One Wrong Assumption by Wired Ended up in a Loss of Thousands of Dollars of Bitcoin
In May 2013, Wired published an article where it went through a tutorial on bitcoin mining, titled “Watch Wired Get Rich Quick With Our Sleek Bitcoin Miner.” At the end of the article, the company decided to destroy the wallet’s private keys and therefore lose access to a nice haul of bitcoin that today would be worth a few hundred thousand dollars.
Presently, the amount Wired was able to gather with that experiment would be worth around $116,000 (and at BTC-USD’s all-time high near $20,000, it would be valued around half a million dollars). By not going more in-depth in their investigation and calling bitcoin an abstraction, Wired squandered a hefty sum of money.
“Lost Coins Only Make Everyone Else’s Coins Worth Slightly More”
In 2013, the technology-focused online publication started an experiment with the intent of promoting the then-new Butterfly Labs ASIC miner. Wired agreed to set up one of these Butterfly miners at its office and with that take part in a mining experiment while advertising the product at the same time. Little did they know that the amount of bitcoin gathered with that experiment would be worth a small fortune five years later.

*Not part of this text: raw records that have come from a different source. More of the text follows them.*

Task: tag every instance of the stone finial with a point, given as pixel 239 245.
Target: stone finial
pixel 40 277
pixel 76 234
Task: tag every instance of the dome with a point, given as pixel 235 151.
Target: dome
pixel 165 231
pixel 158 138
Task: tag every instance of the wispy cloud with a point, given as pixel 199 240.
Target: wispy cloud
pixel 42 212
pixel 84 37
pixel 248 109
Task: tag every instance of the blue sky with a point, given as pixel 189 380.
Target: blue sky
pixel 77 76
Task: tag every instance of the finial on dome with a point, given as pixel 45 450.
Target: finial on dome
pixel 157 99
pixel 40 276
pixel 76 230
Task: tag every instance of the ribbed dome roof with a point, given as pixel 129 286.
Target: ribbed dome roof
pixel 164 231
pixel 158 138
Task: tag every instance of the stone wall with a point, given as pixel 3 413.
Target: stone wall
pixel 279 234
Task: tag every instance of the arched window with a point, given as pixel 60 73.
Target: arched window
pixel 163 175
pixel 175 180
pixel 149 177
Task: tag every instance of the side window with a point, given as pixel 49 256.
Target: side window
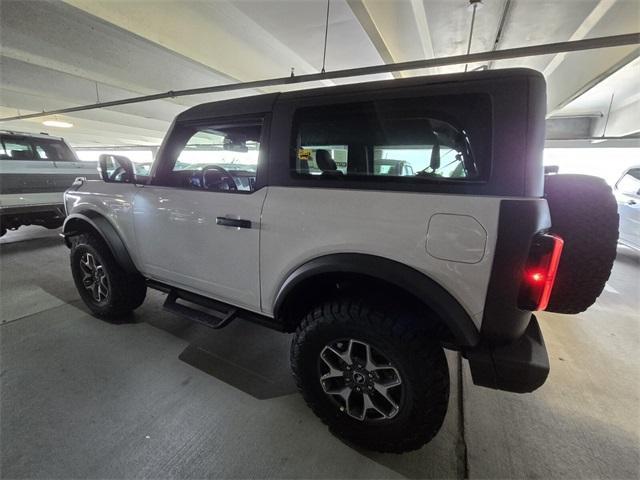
pixel 53 150
pixel 387 139
pixel 41 153
pixel 17 149
pixel 630 183
pixel 216 158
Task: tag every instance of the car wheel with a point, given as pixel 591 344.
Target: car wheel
pixel 376 378
pixel 103 285
pixel 584 213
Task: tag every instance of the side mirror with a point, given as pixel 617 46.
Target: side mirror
pixel 116 169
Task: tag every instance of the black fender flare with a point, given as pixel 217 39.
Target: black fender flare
pixel 425 289
pixel 76 224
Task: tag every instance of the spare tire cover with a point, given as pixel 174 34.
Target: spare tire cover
pixel 584 213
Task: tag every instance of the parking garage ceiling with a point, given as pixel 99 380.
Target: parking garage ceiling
pixel 58 54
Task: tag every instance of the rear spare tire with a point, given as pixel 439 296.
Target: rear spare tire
pixel 584 213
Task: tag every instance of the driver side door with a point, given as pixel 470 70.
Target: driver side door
pixel 198 221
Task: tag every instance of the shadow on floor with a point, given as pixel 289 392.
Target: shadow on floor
pixel 249 357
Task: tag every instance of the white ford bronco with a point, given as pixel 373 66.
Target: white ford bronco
pixel 35 170
pixel 381 222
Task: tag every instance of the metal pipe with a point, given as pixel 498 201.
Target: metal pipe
pixel 534 50
pixel 474 3
pixel 501 25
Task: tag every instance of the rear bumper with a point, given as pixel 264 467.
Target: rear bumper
pixel 521 366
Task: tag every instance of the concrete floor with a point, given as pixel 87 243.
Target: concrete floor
pixel 157 396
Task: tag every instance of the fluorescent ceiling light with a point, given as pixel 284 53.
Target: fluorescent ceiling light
pixel 57 123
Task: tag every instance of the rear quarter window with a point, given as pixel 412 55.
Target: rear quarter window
pixel 406 140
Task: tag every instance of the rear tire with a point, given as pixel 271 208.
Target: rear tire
pixel 584 213
pixel 105 287
pixel 401 348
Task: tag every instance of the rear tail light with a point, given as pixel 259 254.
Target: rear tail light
pixel 540 272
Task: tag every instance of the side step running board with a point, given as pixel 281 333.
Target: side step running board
pixel 215 314
pixel 209 312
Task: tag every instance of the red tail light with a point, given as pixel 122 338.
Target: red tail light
pixel 540 272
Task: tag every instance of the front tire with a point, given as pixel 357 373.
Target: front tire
pixel 107 289
pixel 378 379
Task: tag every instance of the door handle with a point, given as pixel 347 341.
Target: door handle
pixel 233 222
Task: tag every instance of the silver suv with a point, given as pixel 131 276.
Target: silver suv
pixel 35 170
pixel 376 269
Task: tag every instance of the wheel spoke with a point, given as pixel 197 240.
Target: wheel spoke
pixel 383 390
pixel 343 356
pixel 370 405
pixel 360 379
pixel 333 373
pixel 95 289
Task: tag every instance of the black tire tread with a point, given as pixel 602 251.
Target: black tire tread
pixel 584 213
pixel 128 290
pixel 431 380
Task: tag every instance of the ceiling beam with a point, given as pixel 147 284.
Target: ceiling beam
pixel 365 19
pixel 215 34
pixel 598 12
pixel 422 24
pixel 575 46
pixel 569 76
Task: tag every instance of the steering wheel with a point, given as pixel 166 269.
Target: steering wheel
pixel 228 179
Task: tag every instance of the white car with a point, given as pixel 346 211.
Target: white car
pixel 627 192
pixel 376 271
pixel 35 170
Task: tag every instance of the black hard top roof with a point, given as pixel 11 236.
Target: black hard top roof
pixel 264 103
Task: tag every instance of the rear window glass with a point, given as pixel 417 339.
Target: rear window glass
pixel 16 149
pixel 25 148
pixel 389 139
pixel 53 150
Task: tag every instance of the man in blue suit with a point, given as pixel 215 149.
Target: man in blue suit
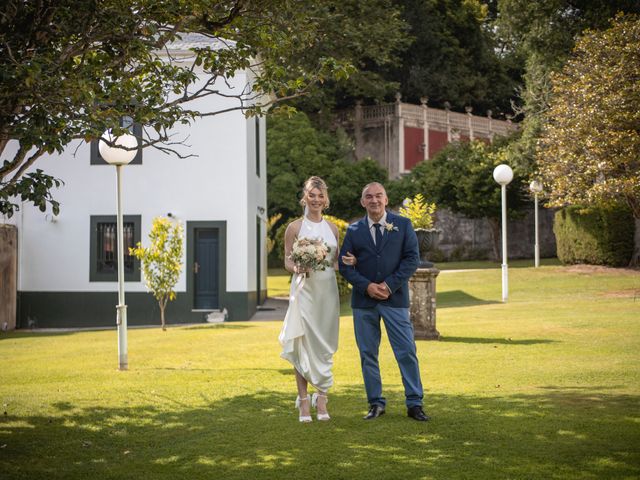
pixel 378 256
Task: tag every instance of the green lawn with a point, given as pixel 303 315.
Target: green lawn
pixel 545 386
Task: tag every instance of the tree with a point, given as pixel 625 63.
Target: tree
pixel 297 150
pixel 460 178
pixel 70 69
pixel 162 261
pixel 589 153
pixel 453 57
pixel 543 33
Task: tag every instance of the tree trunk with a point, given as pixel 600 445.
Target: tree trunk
pixel 163 304
pixel 494 225
pixel 635 258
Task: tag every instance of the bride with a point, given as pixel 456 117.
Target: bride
pixel 309 336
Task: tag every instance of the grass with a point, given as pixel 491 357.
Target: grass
pixel 545 386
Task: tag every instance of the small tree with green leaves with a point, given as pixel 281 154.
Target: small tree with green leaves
pixel 419 212
pixel 589 153
pixel 162 261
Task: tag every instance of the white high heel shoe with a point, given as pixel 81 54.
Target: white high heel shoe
pixel 314 403
pixel 302 418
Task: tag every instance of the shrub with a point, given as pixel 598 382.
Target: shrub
pixel 596 235
pixel 418 211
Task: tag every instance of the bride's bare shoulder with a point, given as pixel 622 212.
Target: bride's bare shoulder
pixel 293 228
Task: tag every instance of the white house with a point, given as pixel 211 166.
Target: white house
pixel 67 264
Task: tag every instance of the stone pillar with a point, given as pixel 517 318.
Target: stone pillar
pixel 8 276
pixel 400 152
pixel 422 297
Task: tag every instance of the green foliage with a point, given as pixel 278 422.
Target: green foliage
pixel 542 33
pixel 73 68
pixel 276 257
pixel 162 261
pixel 418 211
pixel 598 236
pixel 271 222
pixel 297 150
pixel 454 57
pixel 590 148
pixel 460 177
pixel 34 187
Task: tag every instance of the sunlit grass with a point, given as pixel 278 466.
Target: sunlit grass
pixel 544 386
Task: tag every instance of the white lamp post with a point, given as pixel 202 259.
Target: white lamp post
pixel 119 157
pixel 536 187
pixel 503 175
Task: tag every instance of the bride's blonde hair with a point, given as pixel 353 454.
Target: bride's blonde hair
pixel 310 184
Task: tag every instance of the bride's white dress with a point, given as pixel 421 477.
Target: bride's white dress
pixel 309 336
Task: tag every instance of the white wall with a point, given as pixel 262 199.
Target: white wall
pixel 214 186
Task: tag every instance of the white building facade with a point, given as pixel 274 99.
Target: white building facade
pixel 67 264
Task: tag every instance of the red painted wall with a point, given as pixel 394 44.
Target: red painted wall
pixel 437 141
pixel 413 140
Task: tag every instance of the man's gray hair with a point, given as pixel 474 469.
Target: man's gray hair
pixel 366 187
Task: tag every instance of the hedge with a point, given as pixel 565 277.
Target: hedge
pixel 597 236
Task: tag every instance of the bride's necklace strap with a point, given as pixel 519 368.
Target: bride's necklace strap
pixel 306 217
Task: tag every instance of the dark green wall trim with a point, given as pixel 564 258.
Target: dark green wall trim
pixel 98 309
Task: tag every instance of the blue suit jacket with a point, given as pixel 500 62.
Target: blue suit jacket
pixel 393 262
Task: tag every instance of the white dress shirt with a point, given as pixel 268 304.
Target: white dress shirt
pixel 382 222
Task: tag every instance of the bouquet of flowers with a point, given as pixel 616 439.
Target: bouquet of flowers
pixel 310 253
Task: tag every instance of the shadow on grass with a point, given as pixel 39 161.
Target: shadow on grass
pixel 500 341
pixel 488 264
pixel 25 333
pixel 553 434
pixel 459 298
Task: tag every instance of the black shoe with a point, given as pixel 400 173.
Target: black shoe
pixel 418 414
pixel 374 412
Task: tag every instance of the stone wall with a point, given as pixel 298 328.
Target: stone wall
pixel 8 276
pixel 471 239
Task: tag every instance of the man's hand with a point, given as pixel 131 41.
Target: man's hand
pixel 379 291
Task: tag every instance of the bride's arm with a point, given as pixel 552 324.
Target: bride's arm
pixel 336 233
pixel 290 235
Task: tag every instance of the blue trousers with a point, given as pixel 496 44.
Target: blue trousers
pixel 400 332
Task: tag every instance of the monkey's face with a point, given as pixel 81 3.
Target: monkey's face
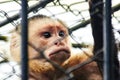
pixel 51 38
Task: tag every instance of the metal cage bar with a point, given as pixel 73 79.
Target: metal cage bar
pixel 107 42
pixel 24 33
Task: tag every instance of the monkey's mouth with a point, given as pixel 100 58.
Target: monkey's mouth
pixel 60 51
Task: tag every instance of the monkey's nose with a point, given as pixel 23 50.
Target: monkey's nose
pixel 59 42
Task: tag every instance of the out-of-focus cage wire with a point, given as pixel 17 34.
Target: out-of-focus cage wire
pixel 79 17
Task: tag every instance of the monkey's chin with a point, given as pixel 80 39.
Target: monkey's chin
pixel 59 57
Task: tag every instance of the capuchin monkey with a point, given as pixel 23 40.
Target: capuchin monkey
pixel 48 39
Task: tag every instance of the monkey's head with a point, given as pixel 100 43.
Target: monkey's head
pixel 46 36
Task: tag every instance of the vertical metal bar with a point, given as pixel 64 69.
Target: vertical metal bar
pixel 24 32
pixel 108 72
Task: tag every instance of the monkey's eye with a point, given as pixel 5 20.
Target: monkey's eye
pixel 47 34
pixel 61 33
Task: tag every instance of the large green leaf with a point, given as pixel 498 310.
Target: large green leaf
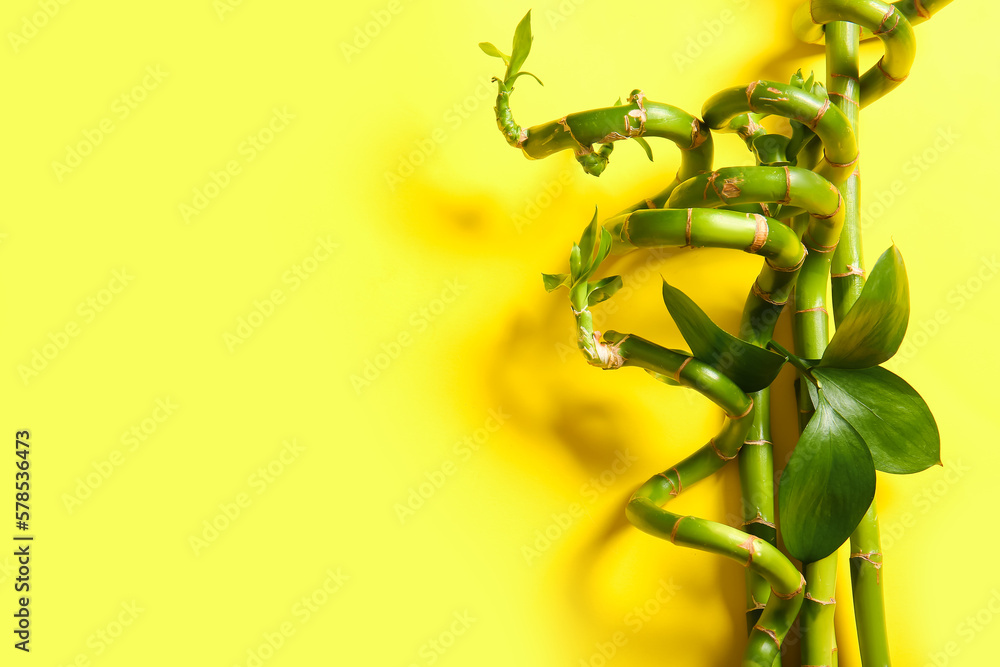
pixel 826 488
pixel 752 368
pixel 890 415
pixel 873 329
pixel 522 45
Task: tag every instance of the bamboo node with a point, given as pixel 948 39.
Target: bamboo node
pixel 749 545
pixel 852 270
pixel 750 89
pixel 846 98
pixel 770 633
pixel 841 165
pixel 832 600
pixel 609 353
pixel 673 531
pixel 719 453
pixel 745 412
pixel 819 115
pixel 759 235
pixel 766 296
pixel 881 68
pixel 881 26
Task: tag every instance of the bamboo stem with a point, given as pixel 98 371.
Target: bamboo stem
pixel 645 512
pixel 866 580
pixel 848 280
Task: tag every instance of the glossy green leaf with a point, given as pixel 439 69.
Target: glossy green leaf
pixel 873 329
pixel 890 415
pixel 522 45
pixel 826 488
pixel 554 281
pixel 645 146
pixel 491 50
pixel 752 368
pixel 603 251
pixel 513 78
pixel 575 262
pixel 603 289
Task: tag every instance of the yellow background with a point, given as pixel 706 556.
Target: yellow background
pixel 440 274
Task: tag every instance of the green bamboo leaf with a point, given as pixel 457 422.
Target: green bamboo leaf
pixel 575 263
pixel 890 415
pixel 491 50
pixel 513 78
pixel 522 45
pixel 873 329
pixel 603 289
pixel 645 146
pixel 587 241
pixel 604 250
pixel 752 368
pixel 826 488
pixel 554 281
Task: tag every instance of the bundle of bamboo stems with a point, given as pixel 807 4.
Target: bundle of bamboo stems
pixel 799 208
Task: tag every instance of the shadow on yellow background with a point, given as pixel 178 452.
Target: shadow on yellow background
pixel 383 448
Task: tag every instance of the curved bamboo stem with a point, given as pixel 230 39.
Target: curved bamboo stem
pixel 885 21
pixel 645 509
pixel 580 131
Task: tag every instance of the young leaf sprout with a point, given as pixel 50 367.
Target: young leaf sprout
pixel 797 207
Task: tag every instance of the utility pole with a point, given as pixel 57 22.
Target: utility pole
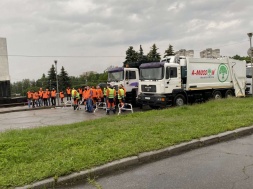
pixel 250 36
pixel 57 88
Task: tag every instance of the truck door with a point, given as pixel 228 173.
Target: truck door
pixel 172 79
pixel 131 80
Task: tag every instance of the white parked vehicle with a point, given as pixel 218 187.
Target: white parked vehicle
pixel 181 80
pixel 129 78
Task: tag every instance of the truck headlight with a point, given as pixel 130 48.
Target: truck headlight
pixel 161 99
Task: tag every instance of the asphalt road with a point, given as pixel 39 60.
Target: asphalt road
pixel 227 165
pixel 44 117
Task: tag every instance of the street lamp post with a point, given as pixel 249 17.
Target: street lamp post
pixel 250 36
pixel 57 92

This was just a test and an advertisement contract taking place to produce later an article that would bring a lot more information on bitcoin mining to the public. Wired joined a bitcoin mining group called the Eclipse Mining Consortium and mined solo as well, and with only 4.86 GH/s to 6.15 GH/s worth of hashing power, they were able to recoil a sheer amount of coins in a few weeks.
The experience was set in the online magazine office and even recorded live using a ‘BitCam’ to show the readers the performance of the new mining hardware. The article begins by explaining the type of energy consumption the device has and what is its sole purpose. It then goes through a simple explanation of the rewards given to the miners when a block is found and how the whole process works.
After that, the article describes the device and its capabilities in comparison to the old hardware for mining bitcoin such as CPU mining or GPU and FPGA hardware.
Lack of Foresight
Wired also wanted to give its readers a closer look at how mining was done and how the incentives for mining were distributed. Back then, bitcoin was still on the shady side of the financial world and as so the online magazine disregarded its real potential.
At the end of the experiment, Wired didn’t quite know what to do with the amount of bitcoin gathered. Back then two bitcoins would be worth around $220 and a few options to get rid of it were set upon the table; either use it for beer or charity, but neither was picked. Instead Wired decided to destroy the private key used for the wallet where the bitcoin gathered throughout the experiment was stored.
The article concluded:
“The world’s most popular digital currency is really nothing more than an abstraction. So we’re destroying the private key used by our Bitcoin wallet. That leaves our growing pile of Bitcoin lucre locked away in a digital vault for all eternity — or at least until someone cracks the SHA-256 encryption that secures it.”
At the end of the day, even if the coins are locked, the squandered bits ends up being like a reward for the community as the loss only contributes to bitcoin’s scarcity. The public address used to store the bitcoins generated by the experiment is; 1BYsmmrrfTQ1qm7KcrSLxnX7SaKQREPYFP.